Enterobacteriaceae are a family of Gram-negative bacteria responsible for a significant fraction of cases across conditions, including complicated urinary tract infections, bloodstream infections and hospital-acquired pneumonia.1
We estimate there are more than one million infections in the US annually caused by Enterobacteriaceae across these three settings.2 Enterobacteriaceae are facing growing numbers of antibiotic resistant strains. Two of the most alarming antibiotic resistance trends, which make the CDC list of urgent and serious threats3 are:
- Extended-spectrum beta-lactamase (ESBL)-producing Enterobacteriaceae. ESBL is an enzyme that allows bacteria to become resistant to a wide variety of penicillin and cephalosporin antibiotics.4
ESBL-producing Enterobacteriaceae account for an estimated 26,000 infections annually in the US with 1,700 deaths, according to the CDC.4
- Carbapenem-resistant Enterobacteriaceae (CRE). CRE are resistant to nearly all existing antibiotics, including carbapenems which are considered the antibiotics of last resort. CRE account for an estimated 9,000 infections per year in the US and 1,100 deaths, according to the CDC.5
We have discovered a series of new mechanism antibiotics targeting Enterobacteriaceae, called DDS-04. Our DDS-04 series acts via LolCDE, a novel bacterial target. The LolCDE site of DDS-04 series activity is conserved in the majority of therapeutically important Enterobacteriaceae, resulting in targeted spectrum compounds. With its new mechanism of action, the DDS-04 series was rapidly bactericidal and highly potent across globally diverse Enterobacteriaceae strains in research studies,6 which included multi-drug resistant isolates. Importantly, the DDS-04 series also showed low propensity for resistance development and did not show cross-resistance with existing classes of antibiotics, suggesting that DDS-04 compounds have the potential to overcome known resistance mechanisms. This profile makes the DDS-04 series attractive for further development for the treatment of Enterobacteriaceae infections.

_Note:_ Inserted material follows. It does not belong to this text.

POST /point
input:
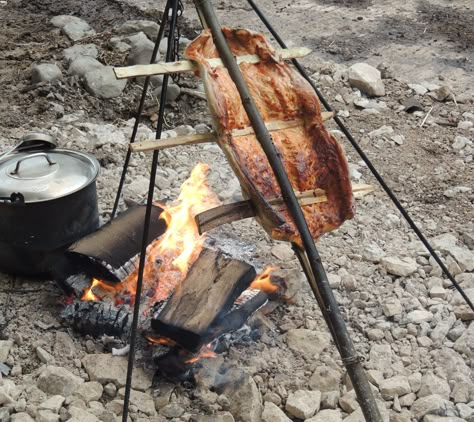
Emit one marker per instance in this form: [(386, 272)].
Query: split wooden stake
[(188, 66), (217, 216), (212, 136)]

Our DDS-04 series compounds cured infection in a translationally-relevant animal model of urinary tract infection,6 one of the major sites for Enterobacteriaceae infection. Therapeutic concentrations of the DDS-04 compound were also observed in other major sites in the animal model where life-threatening Enterobacteriaceae infections occur, including the lungs and the bloodstream. Our initial pre-clinical candidate from the DDS-04 series is SMT-738.
There is a clear and urgent need to develop new mechanism antibiotics to treat infections caused by Enterobacteriaceae, especially given increasing issues of resistance to existing agents. We are developing the DDS-04 series as a potential Enterobacteriaceae drug of choice, which could address several body sites of infection.
We see potential to develop an Enterobacteriaceae-targeted compound in a number of body system settings where Enterobacteriaceae cause serious infections and where current therapies do not provide for confidence in treatment because of growing resistance issues.
- Ramirez D, et al. NCBI Bookshelf 2023. StatPearls Publishing. Enterobacter Infections (v0.1).
- Gupta V, et al. BMC Infect Dis. 2019;19:742 (v0.1).
- 2019 AR Threats Report. CDC. (v0.1).
- Extended Spectrum B-Lactamase (ESBL) Producing Enterobacteriaceae. CDC. (v0.1).
- Livorsi D, et al. Antimicrobial Resistance and Infection Control 2018;7:55 (v0.1)
- Data on File 6. Summit Therapeutics, Inc.